Oh, and another thing that helps (that's much cheaper because it's free)? Playing "Footloose" (the song) really loud and getting my butt out of the chair to dance like a fool. It worked in college when my roommate and I danced to that song to break up studying for finals, and it still manages to get my energy flowing.

Now that I've written far more than what a comment calls for, I need to go and read the rest of your blog. I don't want to scare you or anything, but from what I've seen of it so far, it makes me want to send you a virtual hug.

Jessie

Kasie West said...

What a great, honest post. I love many things about it, two of which are: you talk to yourself almost as much as I do and the other being that normally you brush pigeon dropping away as though they are nothing. :) My friend once got pooped on by a pigeon. It wasn't pretty.

Goals are good. Non-obsessive goals are even better so good luck with those.

Julie said...

Ms. Tawny Taylor,

You make me sound fierce with that little lecture I gave you. And I truly believe (but I guess I had to remind myself) that our choice is to move forward or to move backward, and backward sucks.

It reminds me of that truly inspirational line from The Shawshank Redemption. "You can either get busy living or get busy dying."

And the truth is, I know how limitless your talents and intelligence are, so you can't blame me for wanting to help you push past the silly hurdles that try to slow you down. Carry on and love you, too!

Julie said...

A.L.,

Everything I know about being a frugal fashionista, I learned from your stylish self. Thanks for the shout-out to my gorgeous new boots. They have made friends with my other shoes (except my favorite summer heels, who are very bitter and snarky about the competition).

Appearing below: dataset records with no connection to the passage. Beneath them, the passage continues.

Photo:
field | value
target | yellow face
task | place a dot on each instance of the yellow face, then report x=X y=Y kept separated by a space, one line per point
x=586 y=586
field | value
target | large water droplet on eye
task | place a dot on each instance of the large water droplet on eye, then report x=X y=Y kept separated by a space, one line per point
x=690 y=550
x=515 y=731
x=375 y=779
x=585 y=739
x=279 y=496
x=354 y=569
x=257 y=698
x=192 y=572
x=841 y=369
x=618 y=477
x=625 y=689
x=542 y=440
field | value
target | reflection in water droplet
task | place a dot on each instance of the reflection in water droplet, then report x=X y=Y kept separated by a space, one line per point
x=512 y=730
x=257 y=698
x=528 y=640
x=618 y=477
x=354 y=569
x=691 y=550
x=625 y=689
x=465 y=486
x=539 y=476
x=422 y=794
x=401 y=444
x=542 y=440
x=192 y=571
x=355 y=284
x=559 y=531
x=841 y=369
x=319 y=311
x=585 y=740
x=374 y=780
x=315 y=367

Having you in my life is a blessing.

P.S. A.L. is the graphic designer who helped with my blog header and took my picture. Amazingly talented friends rock!

Julie said...

Jessie,

Welcome to the blog and thanks so much for the nice comments. I like doing gratitude lists, too, but sometimes when I'm in the dumps, it's like it's physically and mentally impossible to even remember what I am grateful for (not unlike needing to go to a doctor, getting there, and forgetting everything you were there for because you just want to run away from the white-coated person).

And your trip sounds wonderful. I might have to consider a trip that doesn't involve running around and trying to see everyone I left behind when I moved away from my home town. Maybe something with a warm beach. Will consider.

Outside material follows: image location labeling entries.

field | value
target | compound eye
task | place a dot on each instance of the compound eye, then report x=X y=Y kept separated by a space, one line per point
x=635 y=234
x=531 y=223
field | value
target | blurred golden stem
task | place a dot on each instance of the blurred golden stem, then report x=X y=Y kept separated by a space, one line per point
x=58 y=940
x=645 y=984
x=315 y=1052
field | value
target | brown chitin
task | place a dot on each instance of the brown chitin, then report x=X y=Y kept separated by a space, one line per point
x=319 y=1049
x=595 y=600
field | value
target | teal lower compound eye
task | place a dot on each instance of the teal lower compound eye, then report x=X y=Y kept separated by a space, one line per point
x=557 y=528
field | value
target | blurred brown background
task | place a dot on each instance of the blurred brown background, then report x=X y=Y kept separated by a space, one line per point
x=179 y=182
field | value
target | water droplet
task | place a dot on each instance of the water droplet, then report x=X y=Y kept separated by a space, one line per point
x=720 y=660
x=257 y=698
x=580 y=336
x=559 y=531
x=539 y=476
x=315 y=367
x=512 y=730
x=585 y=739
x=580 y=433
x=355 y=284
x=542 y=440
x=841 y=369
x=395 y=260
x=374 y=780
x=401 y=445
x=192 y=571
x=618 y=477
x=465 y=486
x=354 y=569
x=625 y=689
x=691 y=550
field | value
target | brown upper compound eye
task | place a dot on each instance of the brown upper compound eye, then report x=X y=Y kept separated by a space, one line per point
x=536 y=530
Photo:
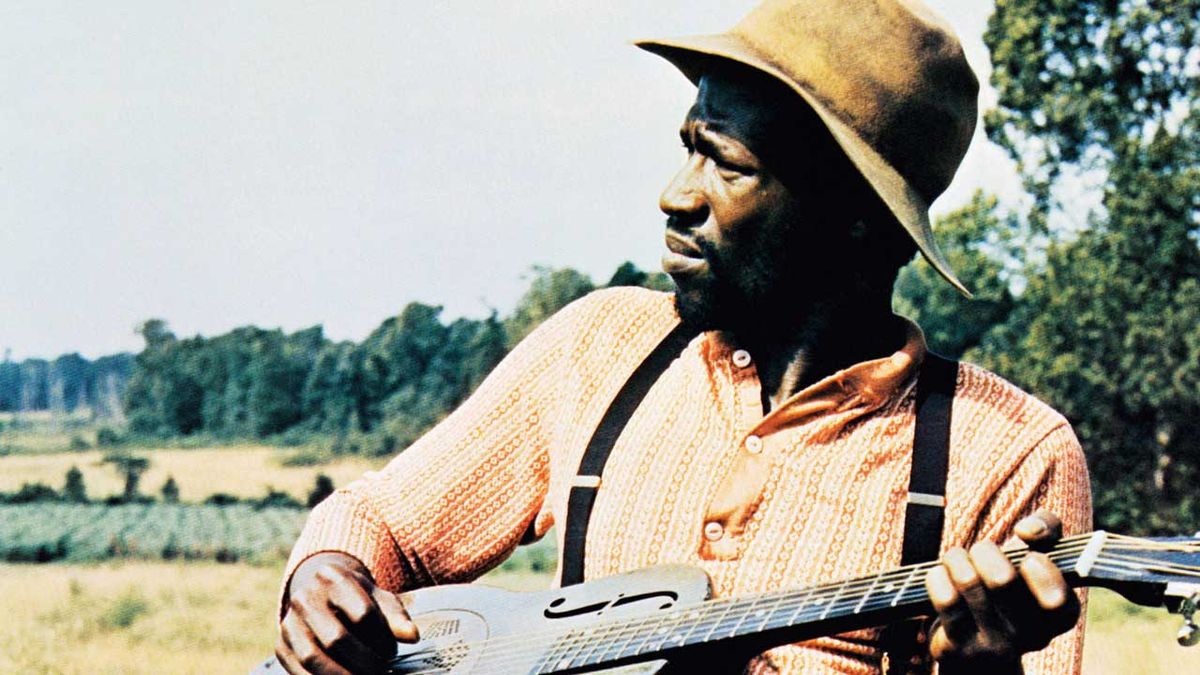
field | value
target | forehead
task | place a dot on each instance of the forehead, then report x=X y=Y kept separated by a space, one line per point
x=753 y=108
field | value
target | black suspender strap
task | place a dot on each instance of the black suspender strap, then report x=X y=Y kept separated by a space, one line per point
x=587 y=481
x=930 y=452
x=925 y=512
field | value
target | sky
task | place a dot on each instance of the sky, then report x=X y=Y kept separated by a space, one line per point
x=288 y=163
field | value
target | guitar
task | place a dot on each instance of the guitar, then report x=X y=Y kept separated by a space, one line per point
x=660 y=619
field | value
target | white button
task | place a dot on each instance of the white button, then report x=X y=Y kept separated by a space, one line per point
x=754 y=444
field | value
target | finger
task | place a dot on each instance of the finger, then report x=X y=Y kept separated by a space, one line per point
x=1039 y=531
x=305 y=649
x=288 y=659
x=971 y=589
x=1007 y=598
x=957 y=623
x=364 y=617
x=341 y=645
x=401 y=625
x=1050 y=591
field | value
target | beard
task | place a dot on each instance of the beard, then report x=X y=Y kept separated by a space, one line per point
x=715 y=300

And you can never go wrong with Footloose (and yes, I have my eighties badge... and have the soundtrack, which I had to re-purchase after wearing out the tape).

Glad to have you as a reader and thanks for commenting!

Julie said...

Kasie,

I'm sure that metaphorical pigeon droppings are very different from actual pigeon droppings, and hence easier to brush away.

Thanks for stopping by the blog and commenting. I loved your blog post and also your willingness to share some of the ups and downs of your writing experience. I think a lot of people think that as soon as you have an agent, all the unicorns come to feed out of your hand and bliss is achieved, not that the hard work of writing continues. It was fantastic of you to share your experience! Thanks!